Der Trade bleibt einfach aus Sicht der Magic unverständlich. Egal, wie man es dreht und wendet. Wer auf Andrew Bynum und Andre Iguodala verzichtet, um zu tanken – um dann einen Spieler wie Bynum und Iguodala möglicherweise zu ziehen –, ist klarer Verlierer des Trades. Die Magic werden den Tarde damit begründen, dass sie für Howard 5 Erstrundenpicks erhielten (die drei Picks der Nuggets, Lakers und Sixers, sowie Nikola Vucevic und Moe Harkless), dazu noch einen Second Rounder der Warriors. Dies retuschiert aber nicht die Farce, die man hier als Franchise abgibt.

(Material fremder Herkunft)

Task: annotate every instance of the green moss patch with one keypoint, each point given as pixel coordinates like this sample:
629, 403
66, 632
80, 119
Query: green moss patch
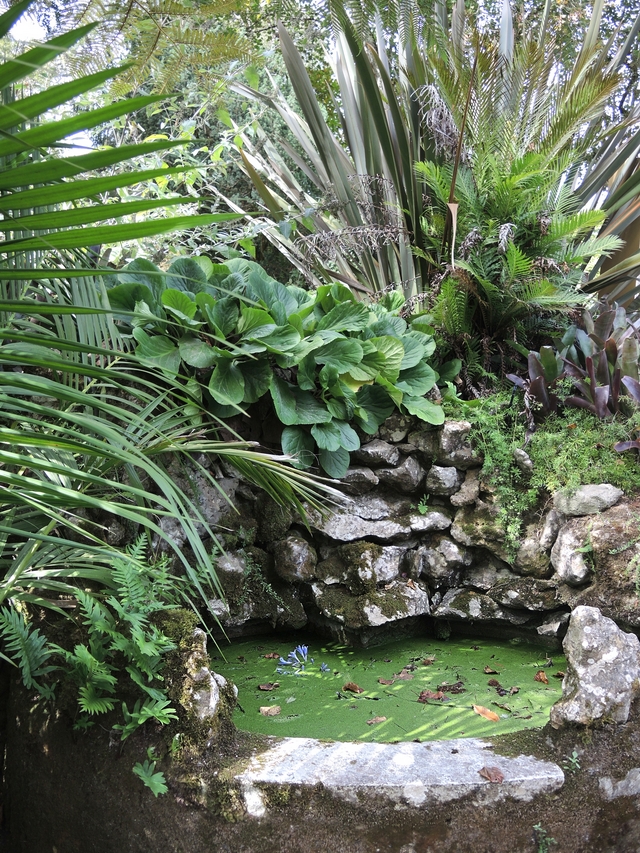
315, 702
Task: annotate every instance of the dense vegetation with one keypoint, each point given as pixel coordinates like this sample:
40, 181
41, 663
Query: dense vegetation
441, 214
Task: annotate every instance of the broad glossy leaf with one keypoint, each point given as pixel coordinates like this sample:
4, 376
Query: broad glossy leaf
377, 404
346, 317
424, 409
393, 351
196, 352
224, 314
252, 319
414, 353
227, 382
348, 436
257, 378
124, 297
327, 436
334, 462
417, 380
343, 354
187, 275
179, 304
298, 442
157, 349
281, 339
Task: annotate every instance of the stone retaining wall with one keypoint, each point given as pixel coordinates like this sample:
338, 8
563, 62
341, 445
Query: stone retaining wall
420, 539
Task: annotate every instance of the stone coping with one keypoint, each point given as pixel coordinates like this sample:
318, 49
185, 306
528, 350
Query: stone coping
412, 775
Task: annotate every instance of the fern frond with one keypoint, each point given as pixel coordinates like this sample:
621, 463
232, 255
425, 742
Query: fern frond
28, 649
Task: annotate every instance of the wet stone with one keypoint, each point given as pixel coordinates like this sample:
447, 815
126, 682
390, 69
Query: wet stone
358, 481
378, 453
406, 478
443, 481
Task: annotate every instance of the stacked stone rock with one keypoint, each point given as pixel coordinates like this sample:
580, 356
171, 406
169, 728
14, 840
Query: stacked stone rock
420, 540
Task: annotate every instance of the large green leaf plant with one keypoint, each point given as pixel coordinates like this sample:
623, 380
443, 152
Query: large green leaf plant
322, 360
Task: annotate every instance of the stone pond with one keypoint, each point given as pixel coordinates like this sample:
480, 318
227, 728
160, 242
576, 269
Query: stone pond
417, 549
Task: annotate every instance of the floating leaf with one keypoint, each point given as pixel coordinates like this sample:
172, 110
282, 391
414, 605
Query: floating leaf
270, 710
425, 695
492, 774
486, 713
457, 687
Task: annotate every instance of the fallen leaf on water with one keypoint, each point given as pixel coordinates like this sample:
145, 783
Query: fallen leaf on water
486, 713
492, 774
270, 710
457, 687
425, 695
404, 675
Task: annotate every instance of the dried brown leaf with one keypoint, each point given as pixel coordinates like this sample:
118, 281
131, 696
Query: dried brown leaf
425, 695
456, 687
492, 774
486, 713
270, 710
405, 675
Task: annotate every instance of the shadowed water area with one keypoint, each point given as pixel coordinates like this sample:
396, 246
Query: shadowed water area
401, 691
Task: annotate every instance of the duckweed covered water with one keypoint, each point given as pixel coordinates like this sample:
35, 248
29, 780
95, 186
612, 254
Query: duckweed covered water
313, 687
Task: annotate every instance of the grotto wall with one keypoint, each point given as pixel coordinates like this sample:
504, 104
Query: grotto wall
420, 543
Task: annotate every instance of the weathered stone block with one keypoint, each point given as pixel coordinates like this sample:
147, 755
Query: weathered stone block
294, 559
603, 671
443, 480
377, 453
406, 478
587, 500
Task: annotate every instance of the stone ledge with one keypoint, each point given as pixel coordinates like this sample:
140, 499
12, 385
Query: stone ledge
413, 775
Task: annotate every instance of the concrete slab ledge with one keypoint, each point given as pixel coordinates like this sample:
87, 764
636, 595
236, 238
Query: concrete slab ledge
409, 774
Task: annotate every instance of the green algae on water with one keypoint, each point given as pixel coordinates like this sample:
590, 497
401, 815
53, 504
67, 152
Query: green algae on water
318, 702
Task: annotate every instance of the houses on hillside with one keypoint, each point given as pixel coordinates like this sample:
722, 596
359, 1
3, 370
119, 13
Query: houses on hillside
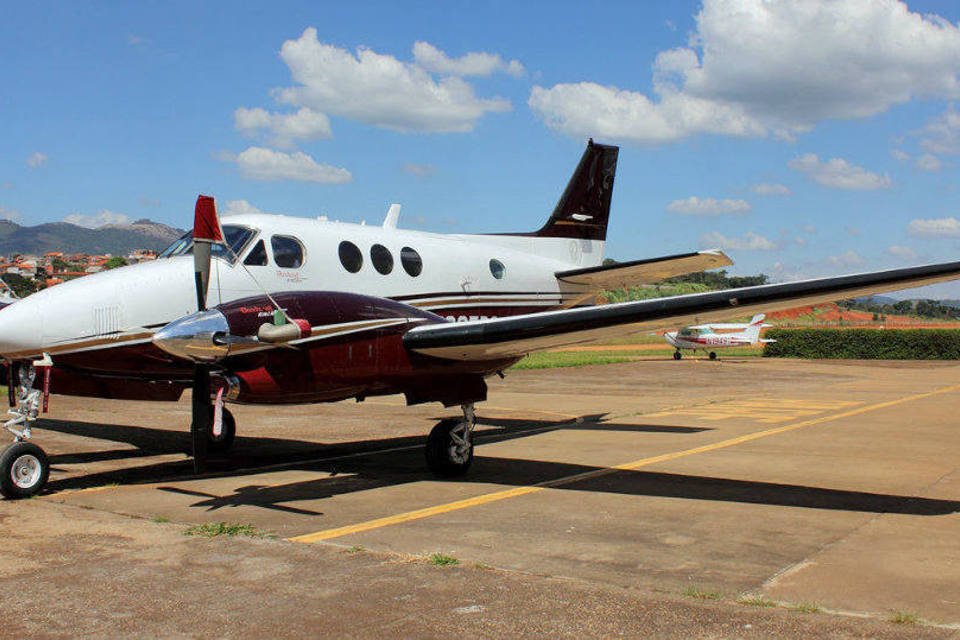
55, 267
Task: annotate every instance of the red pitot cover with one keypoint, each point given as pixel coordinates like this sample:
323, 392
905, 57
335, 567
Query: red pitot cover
206, 224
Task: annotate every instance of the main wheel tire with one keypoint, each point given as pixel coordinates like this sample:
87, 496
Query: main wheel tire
228, 433
445, 456
24, 469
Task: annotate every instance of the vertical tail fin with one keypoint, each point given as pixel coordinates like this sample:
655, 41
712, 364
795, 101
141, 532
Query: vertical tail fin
584, 207
753, 330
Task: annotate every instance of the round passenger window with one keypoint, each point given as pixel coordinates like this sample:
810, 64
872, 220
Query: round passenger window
287, 252
382, 258
411, 261
350, 256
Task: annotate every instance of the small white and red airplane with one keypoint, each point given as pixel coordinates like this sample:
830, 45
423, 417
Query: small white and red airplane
278, 310
710, 337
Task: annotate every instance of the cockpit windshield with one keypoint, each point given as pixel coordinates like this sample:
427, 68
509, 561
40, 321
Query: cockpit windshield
236, 238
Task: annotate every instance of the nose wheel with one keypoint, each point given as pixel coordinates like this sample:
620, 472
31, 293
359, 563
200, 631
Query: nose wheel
449, 449
24, 469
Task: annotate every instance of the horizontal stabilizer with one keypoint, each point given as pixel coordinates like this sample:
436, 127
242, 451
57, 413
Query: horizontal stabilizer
516, 336
632, 274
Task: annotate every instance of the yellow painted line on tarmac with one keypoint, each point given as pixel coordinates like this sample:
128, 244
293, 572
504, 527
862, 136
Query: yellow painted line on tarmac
516, 492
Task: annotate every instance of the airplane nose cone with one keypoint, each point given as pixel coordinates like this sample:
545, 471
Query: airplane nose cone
193, 337
21, 332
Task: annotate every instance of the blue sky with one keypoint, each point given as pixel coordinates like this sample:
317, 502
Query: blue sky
805, 139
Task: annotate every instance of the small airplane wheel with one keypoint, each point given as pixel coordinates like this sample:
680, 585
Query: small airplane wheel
24, 469
449, 448
228, 432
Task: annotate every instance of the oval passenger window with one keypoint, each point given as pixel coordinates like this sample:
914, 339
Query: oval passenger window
287, 252
411, 261
350, 256
257, 256
382, 258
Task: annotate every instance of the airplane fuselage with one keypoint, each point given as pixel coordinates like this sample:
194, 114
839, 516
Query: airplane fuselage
361, 286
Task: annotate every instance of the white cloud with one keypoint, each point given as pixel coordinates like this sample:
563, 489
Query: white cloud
751, 69
258, 163
838, 173
36, 160
942, 134
102, 218
749, 242
378, 89
770, 189
934, 228
848, 259
10, 214
708, 206
283, 128
928, 162
899, 251
472, 64
419, 170
238, 208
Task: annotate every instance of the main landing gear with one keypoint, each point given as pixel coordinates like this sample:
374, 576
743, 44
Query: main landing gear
24, 467
450, 444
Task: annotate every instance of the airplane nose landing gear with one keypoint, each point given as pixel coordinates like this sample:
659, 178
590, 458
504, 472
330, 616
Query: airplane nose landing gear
449, 449
24, 467
24, 470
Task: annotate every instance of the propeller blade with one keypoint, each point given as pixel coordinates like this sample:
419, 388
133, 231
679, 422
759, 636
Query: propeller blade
200, 424
206, 232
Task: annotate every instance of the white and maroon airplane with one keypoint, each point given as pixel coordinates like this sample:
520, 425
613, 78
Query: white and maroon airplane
273, 309
710, 337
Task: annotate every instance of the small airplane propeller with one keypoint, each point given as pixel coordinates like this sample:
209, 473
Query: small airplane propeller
206, 233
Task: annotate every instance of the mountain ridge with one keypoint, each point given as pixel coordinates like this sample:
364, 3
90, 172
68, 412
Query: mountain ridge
116, 239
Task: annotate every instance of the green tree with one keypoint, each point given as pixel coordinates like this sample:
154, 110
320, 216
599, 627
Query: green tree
114, 262
20, 285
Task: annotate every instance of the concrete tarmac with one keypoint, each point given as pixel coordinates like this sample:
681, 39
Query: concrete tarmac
602, 500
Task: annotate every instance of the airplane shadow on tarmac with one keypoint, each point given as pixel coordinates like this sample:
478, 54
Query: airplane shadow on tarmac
370, 464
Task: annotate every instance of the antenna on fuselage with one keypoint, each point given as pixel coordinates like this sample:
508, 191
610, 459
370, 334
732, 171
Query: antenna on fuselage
393, 214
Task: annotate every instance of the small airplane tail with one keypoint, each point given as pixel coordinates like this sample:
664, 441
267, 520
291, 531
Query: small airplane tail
753, 329
584, 208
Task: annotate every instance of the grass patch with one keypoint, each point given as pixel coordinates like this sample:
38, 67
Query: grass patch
694, 591
441, 560
229, 529
756, 600
557, 359
904, 617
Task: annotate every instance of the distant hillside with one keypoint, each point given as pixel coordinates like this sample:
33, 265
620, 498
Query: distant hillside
117, 239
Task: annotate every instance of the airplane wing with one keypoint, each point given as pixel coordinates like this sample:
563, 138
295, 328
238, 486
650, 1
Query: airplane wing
518, 335
631, 274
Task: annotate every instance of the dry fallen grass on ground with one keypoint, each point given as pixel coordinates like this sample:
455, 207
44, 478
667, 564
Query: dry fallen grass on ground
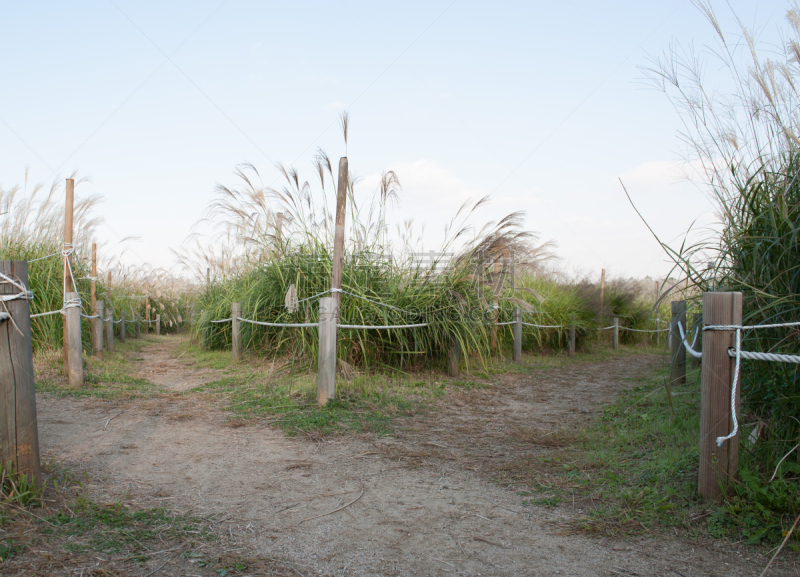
480, 478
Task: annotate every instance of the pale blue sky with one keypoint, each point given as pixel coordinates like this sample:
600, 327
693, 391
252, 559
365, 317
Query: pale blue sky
539, 103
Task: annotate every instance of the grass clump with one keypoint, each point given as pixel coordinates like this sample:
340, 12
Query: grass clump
637, 467
363, 403
110, 377
744, 140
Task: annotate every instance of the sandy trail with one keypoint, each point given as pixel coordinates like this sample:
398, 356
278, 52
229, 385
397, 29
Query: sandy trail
422, 503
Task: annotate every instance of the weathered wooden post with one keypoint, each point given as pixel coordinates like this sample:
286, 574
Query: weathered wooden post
719, 466
571, 337
18, 426
602, 289
109, 329
69, 208
97, 333
326, 375
453, 358
326, 379
677, 373
698, 346
72, 316
236, 333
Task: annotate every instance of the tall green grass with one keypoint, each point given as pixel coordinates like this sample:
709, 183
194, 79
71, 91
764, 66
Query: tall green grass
32, 227
476, 277
744, 139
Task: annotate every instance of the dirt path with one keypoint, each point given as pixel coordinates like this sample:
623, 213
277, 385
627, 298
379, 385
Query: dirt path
164, 365
418, 503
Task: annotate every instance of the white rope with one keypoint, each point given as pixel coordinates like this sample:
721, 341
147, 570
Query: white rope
23, 294
59, 311
687, 346
44, 257
732, 434
315, 296
756, 356
386, 327
748, 327
288, 325
369, 300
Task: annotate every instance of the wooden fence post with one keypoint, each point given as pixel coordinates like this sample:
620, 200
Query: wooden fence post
677, 373
18, 427
453, 358
602, 289
97, 333
110, 329
329, 311
572, 341
236, 330
72, 317
68, 247
326, 367
719, 466
517, 353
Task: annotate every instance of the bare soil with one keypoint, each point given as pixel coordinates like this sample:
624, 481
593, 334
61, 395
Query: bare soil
437, 498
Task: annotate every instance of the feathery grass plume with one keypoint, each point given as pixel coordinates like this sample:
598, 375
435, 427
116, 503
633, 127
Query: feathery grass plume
32, 228
453, 290
744, 141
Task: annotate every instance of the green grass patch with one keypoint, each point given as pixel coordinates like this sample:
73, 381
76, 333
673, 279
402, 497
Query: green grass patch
109, 377
639, 466
364, 403
115, 528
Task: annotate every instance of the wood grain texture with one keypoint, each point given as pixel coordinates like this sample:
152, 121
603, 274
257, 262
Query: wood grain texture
109, 329
719, 466
453, 358
517, 353
72, 317
571, 337
326, 366
97, 334
236, 331
69, 208
18, 425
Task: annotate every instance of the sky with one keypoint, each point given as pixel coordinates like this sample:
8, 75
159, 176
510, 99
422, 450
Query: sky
543, 105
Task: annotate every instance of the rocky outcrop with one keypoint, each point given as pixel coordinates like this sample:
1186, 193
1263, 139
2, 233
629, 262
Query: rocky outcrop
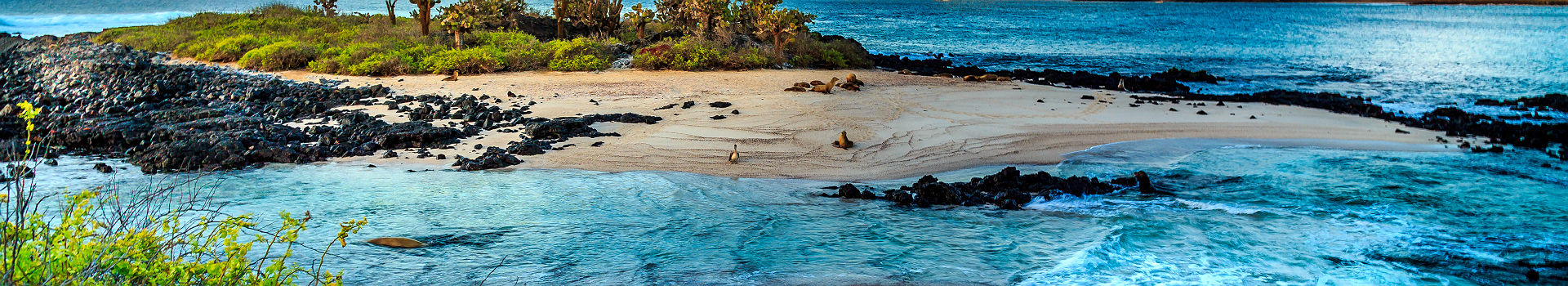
492, 158
1007, 189
1454, 122
162, 117
1552, 101
395, 243
1114, 81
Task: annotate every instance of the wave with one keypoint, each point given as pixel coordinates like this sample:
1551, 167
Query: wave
30, 25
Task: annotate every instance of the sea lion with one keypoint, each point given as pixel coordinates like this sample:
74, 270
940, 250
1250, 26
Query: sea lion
397, 243
825, 88
850, 87
844, 141
734, 156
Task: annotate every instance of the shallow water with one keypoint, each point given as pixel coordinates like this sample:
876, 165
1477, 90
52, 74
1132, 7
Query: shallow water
1241, 214
1411, 59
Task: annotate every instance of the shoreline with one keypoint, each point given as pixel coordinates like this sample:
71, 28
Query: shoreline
905, 126
963, 172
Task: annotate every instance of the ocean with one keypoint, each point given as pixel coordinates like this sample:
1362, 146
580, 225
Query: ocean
1407, 57
1244, 212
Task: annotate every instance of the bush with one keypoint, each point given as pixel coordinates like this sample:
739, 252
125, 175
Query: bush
466, 61
380, 65
750, 59
231, 49
279, 57
156, 236
687, 54
579, 56
361, 44
809, 52
339, 60
146, 38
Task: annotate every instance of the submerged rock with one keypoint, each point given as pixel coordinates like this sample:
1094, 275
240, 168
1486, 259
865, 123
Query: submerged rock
102, 168
1007, 189
395, 243
492, 158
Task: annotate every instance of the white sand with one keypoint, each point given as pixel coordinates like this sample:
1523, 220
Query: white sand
902, 124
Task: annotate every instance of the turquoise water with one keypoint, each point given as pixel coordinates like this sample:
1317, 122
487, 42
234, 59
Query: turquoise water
1409, 57
1242, 214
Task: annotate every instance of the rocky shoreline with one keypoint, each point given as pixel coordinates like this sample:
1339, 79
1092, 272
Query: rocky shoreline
1007, 189
1548, 137
109, 100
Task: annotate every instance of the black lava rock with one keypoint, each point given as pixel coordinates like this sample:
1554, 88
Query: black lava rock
1007, 189
492, 158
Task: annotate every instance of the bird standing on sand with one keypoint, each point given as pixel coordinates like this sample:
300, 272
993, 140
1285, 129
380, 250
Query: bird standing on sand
844, 141
734, 156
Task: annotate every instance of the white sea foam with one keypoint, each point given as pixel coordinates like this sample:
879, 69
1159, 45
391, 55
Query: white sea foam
1217, 206
65, 24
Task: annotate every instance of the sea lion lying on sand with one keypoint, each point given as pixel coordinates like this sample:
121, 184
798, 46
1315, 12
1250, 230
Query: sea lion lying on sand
844, 141
825, 88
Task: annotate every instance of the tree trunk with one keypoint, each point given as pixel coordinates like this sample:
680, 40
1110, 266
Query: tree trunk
778, 46
560, 27
424, 20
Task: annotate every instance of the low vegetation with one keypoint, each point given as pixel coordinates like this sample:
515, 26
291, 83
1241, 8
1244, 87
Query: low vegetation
477, 37
156, 236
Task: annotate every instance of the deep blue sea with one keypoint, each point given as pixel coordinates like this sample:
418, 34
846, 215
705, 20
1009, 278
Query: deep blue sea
1244, 212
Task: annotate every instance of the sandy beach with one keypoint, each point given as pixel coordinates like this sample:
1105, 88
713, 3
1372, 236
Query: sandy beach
902, 124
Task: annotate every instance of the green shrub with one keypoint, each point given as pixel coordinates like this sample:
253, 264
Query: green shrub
339, 60
380, 65
506, 40
651, 57
466, 61
416, 56
687, 54
231, 49
750, 59
279, 57
579, 56
146, 38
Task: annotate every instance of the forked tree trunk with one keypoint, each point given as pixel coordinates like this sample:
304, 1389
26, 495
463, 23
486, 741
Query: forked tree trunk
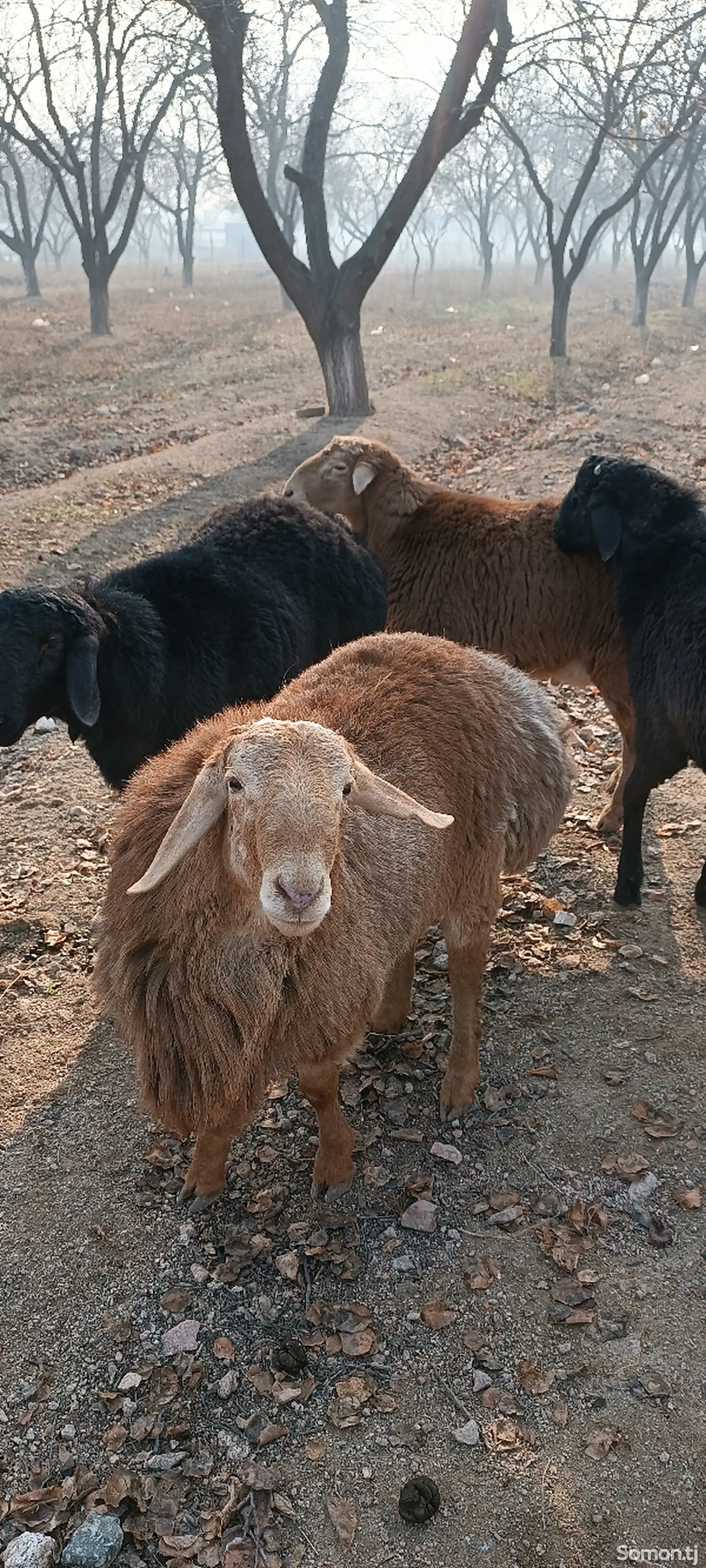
98, 292
32, 281
344, 370
558, 342
642, 294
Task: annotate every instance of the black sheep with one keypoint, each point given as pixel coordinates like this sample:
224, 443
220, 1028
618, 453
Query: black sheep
653, 532
132, 661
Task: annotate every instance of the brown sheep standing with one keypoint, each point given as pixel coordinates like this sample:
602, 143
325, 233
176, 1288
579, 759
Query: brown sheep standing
481, 571
274, 871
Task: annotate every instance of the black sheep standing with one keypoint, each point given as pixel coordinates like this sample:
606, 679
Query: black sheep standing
653, 532
132, 661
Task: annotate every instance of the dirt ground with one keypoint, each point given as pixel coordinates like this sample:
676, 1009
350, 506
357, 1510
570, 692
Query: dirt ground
551, 1307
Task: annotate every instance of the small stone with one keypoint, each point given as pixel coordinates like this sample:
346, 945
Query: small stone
30, 1551
183, 1336
448, 1152
421, 1216
96, 1542
642, 1189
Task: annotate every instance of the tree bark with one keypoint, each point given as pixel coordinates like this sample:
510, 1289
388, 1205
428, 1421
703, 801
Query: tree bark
558, 342
98, 292
642, 294
344, 370
32, 281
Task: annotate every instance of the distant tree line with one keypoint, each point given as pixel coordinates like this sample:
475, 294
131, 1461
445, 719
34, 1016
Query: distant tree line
120, 116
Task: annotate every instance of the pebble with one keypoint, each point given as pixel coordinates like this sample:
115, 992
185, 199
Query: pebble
642, 1189
448, 1152
30, 1551
183, 1336
96, 1542
421, 1216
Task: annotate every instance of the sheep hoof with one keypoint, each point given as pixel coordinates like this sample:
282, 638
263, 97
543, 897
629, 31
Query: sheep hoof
198, 1203
324, 1194
627, 893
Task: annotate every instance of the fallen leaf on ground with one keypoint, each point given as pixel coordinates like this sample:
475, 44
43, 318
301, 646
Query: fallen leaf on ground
688, 1197
533, 1379
342, 1519
601, 1441
623, 1166
438, 1314
481, 1274
657, 1123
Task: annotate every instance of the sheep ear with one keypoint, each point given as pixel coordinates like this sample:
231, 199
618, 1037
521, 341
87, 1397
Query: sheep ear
385, 800
608, 529
201, 810
82, 687
363, 475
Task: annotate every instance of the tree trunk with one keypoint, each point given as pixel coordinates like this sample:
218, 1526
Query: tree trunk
344, 370
32, 281
558, 344
98, 292
642, 291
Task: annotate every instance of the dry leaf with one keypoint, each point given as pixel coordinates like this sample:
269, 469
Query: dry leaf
481, 1272
601, 1441
625, 1166
342, 1519
688, 1197
533, 1379
438, 1314
657, 1123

Dem normalen Fan wird man den Weg der Franchise keinesfalls verkaufen können, nicht wenn man nicht zumindest den zweitbesten Spieler im trade zurückerhält – oder ein Supertalent. Die Los Angeles Lakers spielen nun definitiv wieder um Kobes sechsten Ring, die Sixers könnten wieder die zweite Playoffrunde im Osten erreichen, die Nuggets kämpfen um Homecourt-Advantage in der ersten Playoffrunde. Den Magic bleibt nur die Erkenntnis, dass sie den Schrecken Dwight Howard losgeworden sind. Dennoch muss das bekannte Sprichwort modifiziert werden: Erst ein Ende mit Schrecken, dann ein Schrecken ohne Ende. Und das darf ruhig auf den Basketball der Magic 2012/2013 bezogen werden.